Short good sleep. Last night’s trip has left a deep impression. Feel happy. Extremely connected to a loved one. – The two seas (if that even exists) visibly intertwine here at the northern end near Skagen, also in colour, and also in a figurative sense! This image fascinates me, and continues to accompany me.

On my tours yesterday I met several Swiss; I am now visiting one on his sailing boat in a harbour next door. By the way, I stopped into two bakeries and picked out a delicious piece of ‘jewellery’ each time. Everything feels so light. Sweet joy.

But then the journey continues. Winds and consequently unnecessary waves are announced, I want to head off. As luck would have it, I have to keep exactly northwards in order to pass between the fronts, and so I end up in the fjord of Larvik. On entering the fjord, I turn immediately left (because I spot a petrol station) and decide to stay here, in the harbour of this suburb called Stavern. – Another coincidence is that I am observed by an inflatable boat enthusiast as I enter the harbour… Without hesitation, he steers towards me and we quickly begin to talk. Björn, the name of the dear colleague, even takes me for a ride to one of his favourite places, a small archipelago just outside this fjord. A cosy island world.

Then back and a boat change, now he steers the ArgoFram (he likes it). And when asked about the name of my expedition RIB, he tells me where the original Fram was built: in Rekkevik, just opposite, on the other side of this fjord! – Today everything falls into place for me.

The next day I ride my folding bike around the entire fjord, through Larvik, to take a look at the place in Rekkevik where the Fram was built 130 years ago. Just imagine: at a suitable location (from where a ship can easily be launched), a hangar is built around the ship to be built, in order to have all the freedom to actually build the most specific of all the ships designed so far – a ship for the northernmost latitudes that is not crushed in the pack ice, but can be enclosed by the pack ice and drift with it. With the aim of enabling several years of scientific work, including protection of the crew. – Today we know that the mission was not only successfully accomplished, but even exceeded in several ways (see https://circumnavigate.blog/en/argofram/). Unfortunately, apart from a few plaques and stones embedded in the ground, nothing reminds us of this work site; the earth continues to turn… Today, in this sleepy suburb of Larvik, there is a simple, ‘renaturalised’ play and leisure park.
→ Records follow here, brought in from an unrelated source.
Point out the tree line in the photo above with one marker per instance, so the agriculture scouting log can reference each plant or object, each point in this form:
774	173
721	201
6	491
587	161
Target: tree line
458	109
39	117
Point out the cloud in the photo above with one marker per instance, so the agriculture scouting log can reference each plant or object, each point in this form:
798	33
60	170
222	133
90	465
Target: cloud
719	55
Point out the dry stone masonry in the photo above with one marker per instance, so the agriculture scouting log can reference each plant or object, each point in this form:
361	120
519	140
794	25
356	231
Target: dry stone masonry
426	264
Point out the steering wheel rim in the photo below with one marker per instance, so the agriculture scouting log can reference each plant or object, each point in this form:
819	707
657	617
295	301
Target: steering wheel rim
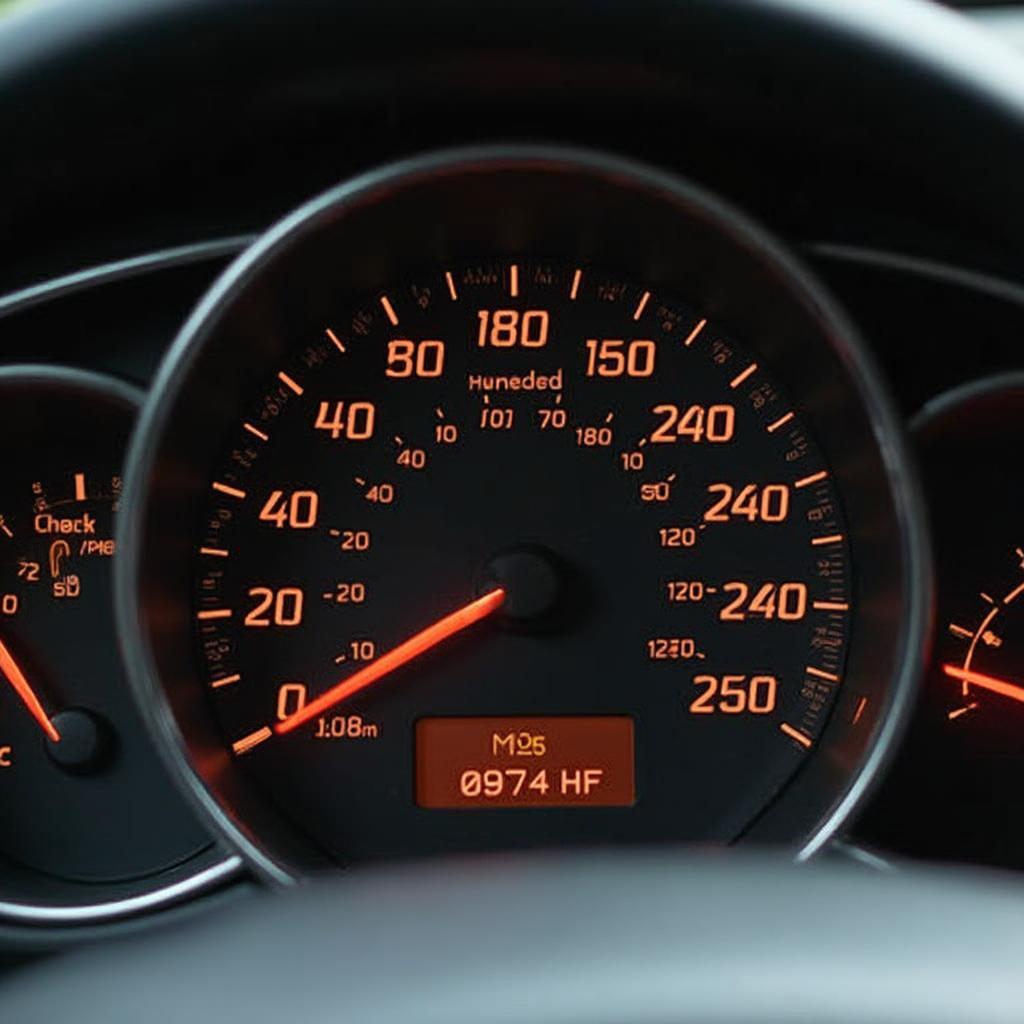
650	938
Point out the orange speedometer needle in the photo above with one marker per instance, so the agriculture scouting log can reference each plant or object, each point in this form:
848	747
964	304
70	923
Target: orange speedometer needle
1001	686
24	689
397	656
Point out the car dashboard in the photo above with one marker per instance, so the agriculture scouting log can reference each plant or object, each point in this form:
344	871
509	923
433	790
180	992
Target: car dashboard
535	442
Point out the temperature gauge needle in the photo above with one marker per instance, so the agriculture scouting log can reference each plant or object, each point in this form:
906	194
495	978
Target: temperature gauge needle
1005	688
397	656
24	689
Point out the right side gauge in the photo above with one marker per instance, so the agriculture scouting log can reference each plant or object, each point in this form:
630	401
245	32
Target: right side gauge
955	791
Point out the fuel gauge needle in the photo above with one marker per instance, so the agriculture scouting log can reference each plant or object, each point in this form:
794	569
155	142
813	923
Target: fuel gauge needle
24	689
416	645
1001	686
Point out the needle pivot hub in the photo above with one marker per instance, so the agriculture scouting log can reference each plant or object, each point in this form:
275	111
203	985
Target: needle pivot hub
86	741
531	582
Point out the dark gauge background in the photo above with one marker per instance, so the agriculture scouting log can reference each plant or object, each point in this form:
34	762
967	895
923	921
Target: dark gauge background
955	790
94	818
443	211
701	777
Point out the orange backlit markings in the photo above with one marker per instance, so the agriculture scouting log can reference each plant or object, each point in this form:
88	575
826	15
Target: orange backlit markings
806	481
389	310
961	712
828	539
695	333
743	375
407	651
828	677
225	488
1005	687
246	743
794	733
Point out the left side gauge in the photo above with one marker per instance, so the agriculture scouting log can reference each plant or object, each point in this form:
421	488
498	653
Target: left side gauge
91	826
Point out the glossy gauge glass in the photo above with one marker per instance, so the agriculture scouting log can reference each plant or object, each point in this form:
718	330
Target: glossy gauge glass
93	826
466	519
953	791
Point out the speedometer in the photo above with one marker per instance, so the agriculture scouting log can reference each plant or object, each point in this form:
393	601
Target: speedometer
514	499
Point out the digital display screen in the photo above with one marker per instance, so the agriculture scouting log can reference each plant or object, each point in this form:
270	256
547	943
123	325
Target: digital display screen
473	763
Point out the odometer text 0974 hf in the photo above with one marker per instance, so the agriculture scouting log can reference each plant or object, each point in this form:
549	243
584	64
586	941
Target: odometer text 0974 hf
521	552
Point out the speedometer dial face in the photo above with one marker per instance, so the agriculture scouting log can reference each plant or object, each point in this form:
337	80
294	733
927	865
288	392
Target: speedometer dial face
467	548
664	534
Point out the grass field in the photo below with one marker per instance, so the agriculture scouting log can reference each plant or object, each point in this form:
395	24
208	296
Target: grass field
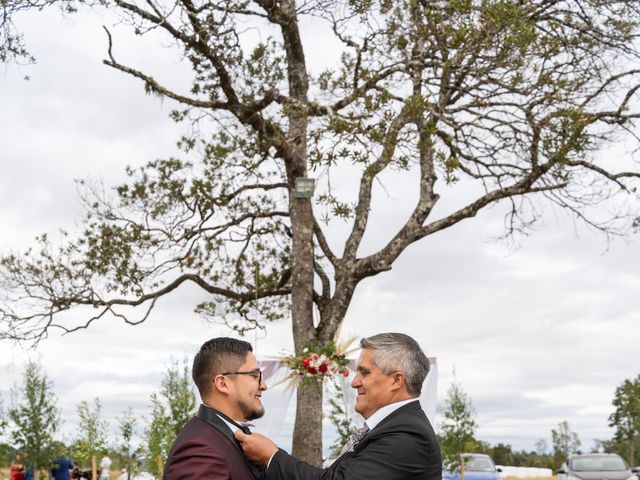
4	475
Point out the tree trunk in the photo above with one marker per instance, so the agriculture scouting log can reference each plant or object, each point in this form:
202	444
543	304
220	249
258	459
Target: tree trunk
307	432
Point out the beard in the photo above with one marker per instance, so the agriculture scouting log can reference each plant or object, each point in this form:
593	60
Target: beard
250	412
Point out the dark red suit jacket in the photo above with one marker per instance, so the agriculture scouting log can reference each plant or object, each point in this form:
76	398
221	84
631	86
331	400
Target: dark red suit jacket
206	449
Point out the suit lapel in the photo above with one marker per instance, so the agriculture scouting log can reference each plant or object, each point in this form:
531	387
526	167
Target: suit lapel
210	416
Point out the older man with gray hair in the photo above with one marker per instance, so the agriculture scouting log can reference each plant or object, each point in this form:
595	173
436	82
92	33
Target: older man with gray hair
396	442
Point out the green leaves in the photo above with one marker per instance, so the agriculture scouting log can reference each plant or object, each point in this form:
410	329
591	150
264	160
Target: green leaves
172	407
458	427
36	418
626	417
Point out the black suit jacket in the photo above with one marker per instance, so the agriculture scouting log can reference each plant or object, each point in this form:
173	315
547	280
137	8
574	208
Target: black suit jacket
206	449
403	446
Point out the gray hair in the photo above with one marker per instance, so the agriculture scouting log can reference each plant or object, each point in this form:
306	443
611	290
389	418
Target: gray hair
397	352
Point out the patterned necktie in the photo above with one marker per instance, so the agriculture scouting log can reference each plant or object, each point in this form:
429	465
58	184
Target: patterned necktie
354	438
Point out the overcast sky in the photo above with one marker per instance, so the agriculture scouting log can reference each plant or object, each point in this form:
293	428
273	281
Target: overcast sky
538	332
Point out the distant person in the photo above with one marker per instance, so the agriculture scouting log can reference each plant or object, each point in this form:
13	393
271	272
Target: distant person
105	464
396	442
63	466
17	468
230	384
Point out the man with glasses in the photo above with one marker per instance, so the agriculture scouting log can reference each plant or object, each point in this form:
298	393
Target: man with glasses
230	384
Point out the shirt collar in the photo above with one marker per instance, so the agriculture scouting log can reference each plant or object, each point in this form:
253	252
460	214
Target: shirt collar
385	411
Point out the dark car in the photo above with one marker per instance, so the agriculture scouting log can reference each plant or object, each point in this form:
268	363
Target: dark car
477	466
595	466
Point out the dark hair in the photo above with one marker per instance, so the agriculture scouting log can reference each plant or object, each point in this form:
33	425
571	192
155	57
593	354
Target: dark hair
216	356
397	352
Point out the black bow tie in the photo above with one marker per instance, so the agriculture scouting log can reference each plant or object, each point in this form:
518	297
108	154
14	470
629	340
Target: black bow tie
245	428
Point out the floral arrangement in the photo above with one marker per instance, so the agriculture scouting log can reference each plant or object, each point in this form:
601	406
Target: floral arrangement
317	363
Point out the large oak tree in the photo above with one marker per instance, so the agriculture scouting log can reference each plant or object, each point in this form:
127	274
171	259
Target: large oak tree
514	99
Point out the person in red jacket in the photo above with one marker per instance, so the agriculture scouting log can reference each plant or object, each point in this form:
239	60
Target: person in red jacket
17	468
230	383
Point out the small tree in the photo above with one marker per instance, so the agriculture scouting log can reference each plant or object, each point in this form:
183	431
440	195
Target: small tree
457	428
92	439
127	424
172	407
36	419
3	418
626	417
564	442
339	416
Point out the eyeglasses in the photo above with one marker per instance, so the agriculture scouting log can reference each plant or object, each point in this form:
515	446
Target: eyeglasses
257	374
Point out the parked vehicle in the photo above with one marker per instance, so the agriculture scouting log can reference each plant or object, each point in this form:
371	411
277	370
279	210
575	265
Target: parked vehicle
477	466
595	466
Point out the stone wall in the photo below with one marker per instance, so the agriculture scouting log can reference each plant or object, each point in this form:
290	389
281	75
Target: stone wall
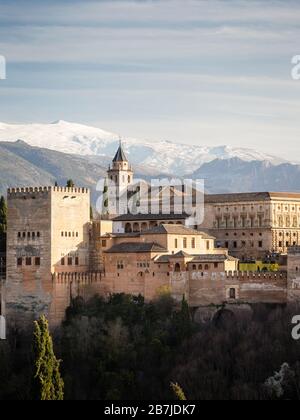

Surprise: Lois gets in touch. She’s been following my Instagram posts and asks how I’m doing – and if she can accompany me on the further journey around Norway… I say that the weather doesn’t promise anything summer-like, that it will determine our timetable, so I can’t specify where or when we’ll be, and yes, that I’d be happy if she accompanied me. – She looks at the flight schedules and decides to fly to Oslo the next day (return uncertain). OK. I stay an extra day, which gives me the opportunity to take another look at Oslo after many years.

I take the train into the nerve centre of Norway, and am amazed at how this city has developed and is still in the process of breaking away from its image as a sleepy capital with striking buildings, and becoming a pulsating city bursting with joie de vivre. – And Lois is already in front of me; we drive back to Larvik, where I have parked my ArgoFram in a somewhat sterile harbour pier, and continue with it to Stavern, where we prepare to continue our journey.

Norway is expensive, at the petrol station I pay almost three euros for a litre of petrol, more than three francs! – Everything is expensive here, even more expensive than in Switzerland. (But, from what I’ve seen so far, not necessarily better.) The country has energy in plenty, oil and hydropower/electricity, plus (farmed) fish, that swimming gold – and space, peace and tranquillity. So welfare might cost a little…

Now I am curious to see how my image of Norway develops. My goal is to drive around the whole long coastline, from Larvik to Kirkenes, from the south to the far north-east, so around the North Cape, about 2’700 km. My wish is to enter Russia from there, which is not possible right now (because the Russian border is still closed, supposedly because of Covid). But I don’t want to think that far ahead, want to drive on it first. I want to see what is going on.